Outgoing BSA Service Director Rachel Everard reviews a new children's nativity book (for 3-8 year-olds) by Susanne T. Schroder.
Looking for the ideal Christmas gift for a young child? Look no further — ‘The Robin’s First Christmas’ is the perfect present for a child aged three to eight, who I hope will find the book as delightful and charming as I did.
With a Christian nativity theme, the book tells the story of how the robin came by his inimitable red breast. Shunned and shushed by the other bigger birds because of his small stature and plain looks, the robin stops singing until one cold winter, when he happens by chance upon a certain stable with a certain baby lying within. As the fire dies down during the night, baby Jesus is at an increasing risk of hypothermia, so the little bird saves the day by fetching twigs to feed the fire. In reward for this service, he is given a splash of colour on his breast which encourages him once again to sing his sweet song.
The robin also happens to have a stammer but this detail is rather incidental — but it’s rather refreshing that the stammer is not the focus of the story, just a minor detail and not the cause of the stigma the robin experiences at the hands, or should I say claws, of the other birds.
Written in verse and beautifully illustrated, the book quickly draws the reader in. The vocabulary is carefully chosen for a young child to access and the repetition will help beginner readers to develop their literacy skills.
This is a wonderfully heart-warming and humorous tale of courage and kindness, with the strong message of daring to be yourself, no matter how others may judge you.
From the author
This book is part of Susanne T. Schroder's 'Unlikely Heroes' series of Christmas picture books for 3+ years, that tells the story of Christmas from the perspective of several different characters. Here she tells us how the decision came about to make this book's main character stammer.

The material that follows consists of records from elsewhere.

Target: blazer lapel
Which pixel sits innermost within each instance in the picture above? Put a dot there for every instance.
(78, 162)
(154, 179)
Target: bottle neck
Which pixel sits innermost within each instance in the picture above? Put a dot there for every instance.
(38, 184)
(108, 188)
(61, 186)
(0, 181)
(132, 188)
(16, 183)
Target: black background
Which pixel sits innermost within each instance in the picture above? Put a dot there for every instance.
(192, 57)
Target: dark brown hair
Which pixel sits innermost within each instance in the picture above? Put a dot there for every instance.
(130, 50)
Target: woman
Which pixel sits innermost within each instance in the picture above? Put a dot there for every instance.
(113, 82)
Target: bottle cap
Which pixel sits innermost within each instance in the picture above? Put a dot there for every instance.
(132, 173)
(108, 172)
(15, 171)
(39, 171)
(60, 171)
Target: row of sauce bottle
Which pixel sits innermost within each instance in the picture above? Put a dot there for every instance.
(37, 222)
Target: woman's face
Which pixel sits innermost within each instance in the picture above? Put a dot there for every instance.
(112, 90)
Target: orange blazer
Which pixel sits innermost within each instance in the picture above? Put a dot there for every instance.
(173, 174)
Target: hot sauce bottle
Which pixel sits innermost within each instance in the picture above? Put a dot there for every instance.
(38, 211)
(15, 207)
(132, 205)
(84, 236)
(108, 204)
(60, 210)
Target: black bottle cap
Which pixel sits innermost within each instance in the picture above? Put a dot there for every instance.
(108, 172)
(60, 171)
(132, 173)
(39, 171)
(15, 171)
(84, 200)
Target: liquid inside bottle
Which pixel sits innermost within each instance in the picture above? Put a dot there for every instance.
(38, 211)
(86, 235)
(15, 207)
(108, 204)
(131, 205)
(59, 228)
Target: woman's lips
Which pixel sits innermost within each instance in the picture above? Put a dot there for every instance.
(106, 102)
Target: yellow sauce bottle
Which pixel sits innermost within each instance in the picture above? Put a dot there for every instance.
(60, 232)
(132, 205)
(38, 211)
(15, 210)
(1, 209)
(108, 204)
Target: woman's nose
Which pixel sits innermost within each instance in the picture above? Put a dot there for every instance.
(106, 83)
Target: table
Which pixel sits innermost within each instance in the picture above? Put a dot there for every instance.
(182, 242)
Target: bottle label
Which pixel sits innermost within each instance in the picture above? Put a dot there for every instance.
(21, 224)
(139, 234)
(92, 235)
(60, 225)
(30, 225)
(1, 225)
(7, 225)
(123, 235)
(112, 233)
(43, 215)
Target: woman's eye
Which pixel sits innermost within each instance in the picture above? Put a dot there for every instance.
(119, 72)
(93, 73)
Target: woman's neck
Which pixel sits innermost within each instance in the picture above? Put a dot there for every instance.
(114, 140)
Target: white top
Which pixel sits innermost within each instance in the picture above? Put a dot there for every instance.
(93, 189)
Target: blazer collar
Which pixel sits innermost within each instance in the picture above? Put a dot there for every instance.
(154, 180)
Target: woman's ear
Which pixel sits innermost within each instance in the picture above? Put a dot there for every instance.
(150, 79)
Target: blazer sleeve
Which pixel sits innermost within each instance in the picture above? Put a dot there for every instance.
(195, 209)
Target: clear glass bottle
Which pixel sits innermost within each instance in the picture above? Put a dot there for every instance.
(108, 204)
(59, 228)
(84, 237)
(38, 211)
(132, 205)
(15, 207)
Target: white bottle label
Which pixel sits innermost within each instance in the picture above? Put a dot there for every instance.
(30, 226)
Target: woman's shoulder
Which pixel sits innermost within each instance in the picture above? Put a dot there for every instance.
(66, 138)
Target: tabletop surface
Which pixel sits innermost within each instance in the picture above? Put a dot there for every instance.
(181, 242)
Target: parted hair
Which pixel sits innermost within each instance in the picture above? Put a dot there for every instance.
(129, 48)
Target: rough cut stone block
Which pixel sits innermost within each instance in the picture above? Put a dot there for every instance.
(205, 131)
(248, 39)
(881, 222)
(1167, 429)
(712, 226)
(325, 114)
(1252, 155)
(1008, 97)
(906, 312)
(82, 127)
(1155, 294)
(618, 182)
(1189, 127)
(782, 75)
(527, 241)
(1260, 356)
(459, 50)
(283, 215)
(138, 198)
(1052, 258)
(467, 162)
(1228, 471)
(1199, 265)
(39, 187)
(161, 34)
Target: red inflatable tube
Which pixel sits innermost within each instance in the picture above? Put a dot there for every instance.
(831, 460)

"Just before I came to the end of writing (and re-writing — it's taken me a long time) this story, the main character, who also narrates most of the book, developed a stammer. Don't ask me why or how, though I think it might have had something to do with me playing around with the rhythm and the rhyme.
This was something I didn't think that much about at first. Once I'd read the story to a few people, however, I soon realised it was going to be an issue. Some thought the way I'd done it sounded silly; others worried I might offend, but most thought that without an introduction or an explanation it should be saved for a separate story that could do it justice.
So I tried taking the stammer out but the younger children I'd previously read it to most certainly did not want me to. I'm not sure why but I had to agree — why can't the robin be allowed to just have a stammer? Without an explanation, without any kind of story behind it?
Now I've made my choice I love my bold, brave little robin. I love that he has a stammer with no explanation and I hope you'll love him too."